Mind the Trap Door

In recent decades, there have been points where stocks were steeply overvalued (as I observed in 2000, 2007, and of course, in recent years), clearly undervalued (as I observed in 1990 and late-2008), and neutral enough to adopt a constructive outlook based on improved market internals (as I observed in early-2003). Regardless of the situation, I’ve always emphasized a key fact: valuations have a profound impact on 10-12 year market returns, and on potential losses over the completion of any market cycle, but have little impact on market outcomes over shorter segments of the market cycle.

This has clearly been true in recent years. A moment’s thought should make it obvious that the stock market was only able to reach extremes like those of 1929, 2000, and today because valuations failed, for some portion of the market cycle, to collapse from less extreme levels. So while valuations haven’t “worked” in recent years, as is often the case during speculative periods, there’s nothing in recent market behavior to suggest that the relationship between valuations and subsequent full-cycle market returns has changed at all. Investors who believe that valuations have somehow become irrelevant because they haven’t “worked” in recent years simply don’t understand how valuations actually work.

Before discussing the profile of risks facing investors at present, it will help to quickly review the central considerations of our investment discipline.

While valuations are the main drivers of long-term, full-cycle market outcomes, they often say very little about market outcomes over periods substantially shorter than 10-12 years. On shorter horizons, investor psychology matters more. How does one measure that? I’ve frequently emphasized that when investors are inclined to speculate, they tend to be indiscriminate about it. So the uniformity or divergence of market internals across a broad range of securities tells us a great deal about whether investors are inclined toward speculation or risk-aversion. Indeed, the condition of market internals (what I used to call “trend uniformity”) is the main feature that distinguishes an overvalued market that moves higher from an overvalued market that drops like a rock.

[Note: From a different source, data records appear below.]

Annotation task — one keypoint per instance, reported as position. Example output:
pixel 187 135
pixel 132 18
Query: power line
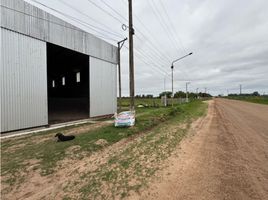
pixel 173 27
pixel 90 26
pixel 105 11
pixel 94 20
pixel 52 22
pixel 113 10
pixel 152 47
pixel 164 26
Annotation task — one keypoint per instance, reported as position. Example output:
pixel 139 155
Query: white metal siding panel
pixel 103 97
pixel 43 26
pixel 23 82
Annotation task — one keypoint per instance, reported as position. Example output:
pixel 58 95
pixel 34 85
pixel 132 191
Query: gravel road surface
pixel 227 158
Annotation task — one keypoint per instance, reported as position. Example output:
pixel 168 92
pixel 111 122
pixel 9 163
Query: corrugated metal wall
pixel 27 19
pixel 103 97
pixel 23 76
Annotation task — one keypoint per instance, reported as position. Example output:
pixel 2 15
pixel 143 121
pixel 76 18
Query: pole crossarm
pixel 181 58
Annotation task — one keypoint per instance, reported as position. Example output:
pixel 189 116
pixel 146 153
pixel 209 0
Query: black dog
pixel 62 138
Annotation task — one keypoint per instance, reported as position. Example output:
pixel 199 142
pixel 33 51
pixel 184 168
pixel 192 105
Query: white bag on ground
pixel 126 118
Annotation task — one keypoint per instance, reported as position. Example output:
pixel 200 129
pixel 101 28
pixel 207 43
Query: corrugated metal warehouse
pixel 51 71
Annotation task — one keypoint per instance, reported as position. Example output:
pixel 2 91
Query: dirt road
pixel 227 158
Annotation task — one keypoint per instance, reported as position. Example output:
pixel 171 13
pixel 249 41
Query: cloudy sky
pixel 228 38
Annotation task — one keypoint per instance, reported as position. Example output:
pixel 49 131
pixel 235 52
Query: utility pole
pixel 172 95
pixel 165 96
pixel 172 67
pixel 119 46
pixel 187 92
pixel 131 57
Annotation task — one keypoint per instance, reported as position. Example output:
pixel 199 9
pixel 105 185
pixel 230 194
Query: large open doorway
pixel 68 84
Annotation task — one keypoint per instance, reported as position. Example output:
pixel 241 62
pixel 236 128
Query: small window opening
pixel 78 77
pixel 63 80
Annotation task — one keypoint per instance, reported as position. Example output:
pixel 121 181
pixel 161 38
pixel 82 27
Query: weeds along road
pixel 227 158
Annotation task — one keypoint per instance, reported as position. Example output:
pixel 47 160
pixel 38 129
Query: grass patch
pixel 129 170
pixel 137 162
pixel 49 152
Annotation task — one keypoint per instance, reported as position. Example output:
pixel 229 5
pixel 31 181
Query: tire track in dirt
pixel 225 159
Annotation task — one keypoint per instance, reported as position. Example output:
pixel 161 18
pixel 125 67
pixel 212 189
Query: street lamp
pixel 187 100
pixel 172 67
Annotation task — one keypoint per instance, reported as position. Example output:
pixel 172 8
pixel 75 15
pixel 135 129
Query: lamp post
pixel 187 100
pixel 172 67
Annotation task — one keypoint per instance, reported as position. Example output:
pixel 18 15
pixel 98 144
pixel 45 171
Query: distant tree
pixel 149 96
pixel 180 94
pixel 255 94
pixel 165 93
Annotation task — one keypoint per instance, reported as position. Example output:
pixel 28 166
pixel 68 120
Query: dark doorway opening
pixel 68 84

In our own methods, we extract a signal about speculation or risk-aversion from the uniformity or divergence of market action across thousands of individual securities, sectors, industries, and security-types, including debt securities of varying creditworthiness. We don’t publish those methods, but suffice it to say that when the market demonstrates divergences and breakdowns in the behavior of various sectors, that loss of “uniformity” is often a signal that investor preferences have subtly shifted toward risk-aversion. Conversely, we find that the most favorable market return/risk profiles typically emerge at the point where a material retreat in valuations is joined by an early improvement in market internals.